- League: South Atlantic League
- Sport: Baseball
- Duration: April 18 – September 2
- Number of games: 120
- Number of teams: 6

Regular season
- League champions: Jacksonville Tarpons

Playoffs
- League champions: Jacksonville Tarpons
- Runners-up: Columbus Foxes

SAL seasons
- ← 19111913 →

= 1912 South Atlantic League season =

The 1912 South Atlantic League was a Class C baseball season played between April 18 and September 2. Six teams played a 120-game schedule, with the top team in each half of the season qualifying for the playoffs.

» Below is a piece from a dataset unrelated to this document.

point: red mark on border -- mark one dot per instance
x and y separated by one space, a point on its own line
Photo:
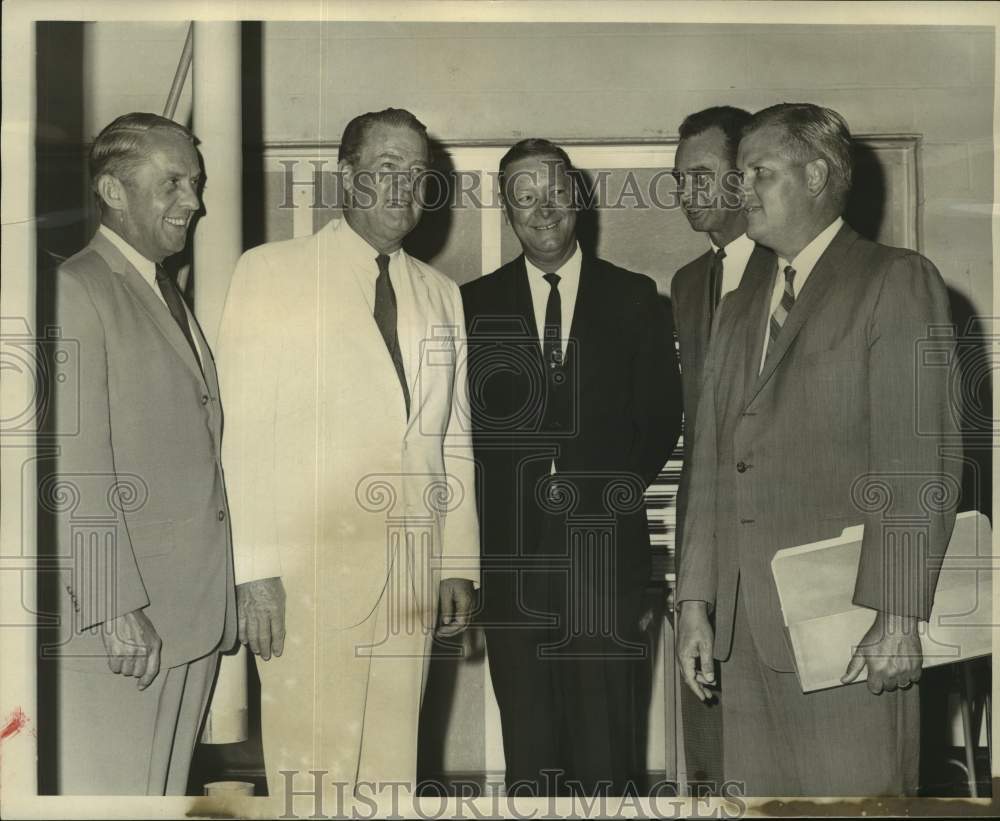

The Jacksonville Tarpons won the South Atlantic League championship, defeating the Columbus Foxes in the post-season.

==Team changes==
- The Columbia Commies are renamed the Columbia Comers.

==Teams==

1912 South Atlantic League
| Team | City | MLB Affiliate | Stadium |
| Albany Babies | Albany, Georgia | None | Albany Park |
| Columbia Comers | Columbia, South Carolina | None | Comer Field |
| Columbus Foxes | Columbus, Georgia | None | Columbus Base Ball Grounds |
| Jacksonville Tarpons | Jacksonville, Florida | None | Dixieland Park |
| Macon Peaches | Macon, Georgia | None | Central City Park |
| Savannah Indians | Savannah, Georgia | None | Fairview Park |

==Regular season==
===Summary===
- The Jacksonville Tarpons finished with the best record in the regular season for the first time since 1908, winning their second pennant in franchise history.

===Standings===

South Atlantic League
| Team | Win | Loss | % | GB |
| Jacksonville Tarpons | 70 | 41 | .631 | – |
| Savannah Indians | 66 | 50 | .569 | 6½ |
| Columbus Foxes | 61 | 51 | .545 | 9½ |
| Albany Babies | 52 | 62 | .456 | 19½ |
| Macon Peaches | 51 | 62 | .451 | 20 |
| Columbia Comers | 41 | 75 | .353 | 31½ |

==League Leaders==
===Batting leaders===

| Stat | Player | Total |
|---|---|---|
| AVG | Hardin Herndon, Albany Babies | .324 |
| H | Red Massey, Savannah Indians | 146 |
| 2B | Harry Matthews, Macon Peaches | 25 |
| 3B | Sam Mayer, Savannah Indians | 12 |
| HR | Walton Cruise, Macon Peaches | 8 |

===Pitching leaders===

| Stat | Player | Total |
|---|---|---|
| W | Al Schulz, Savannah Indians | 25 |
| IP | Al Schulz, Savannah Indians | 371.1 |

==Playoffs==
- The Jacksonville Tarpons won their second South Atlantic League championship, defeating the Columbus Foxes in five games.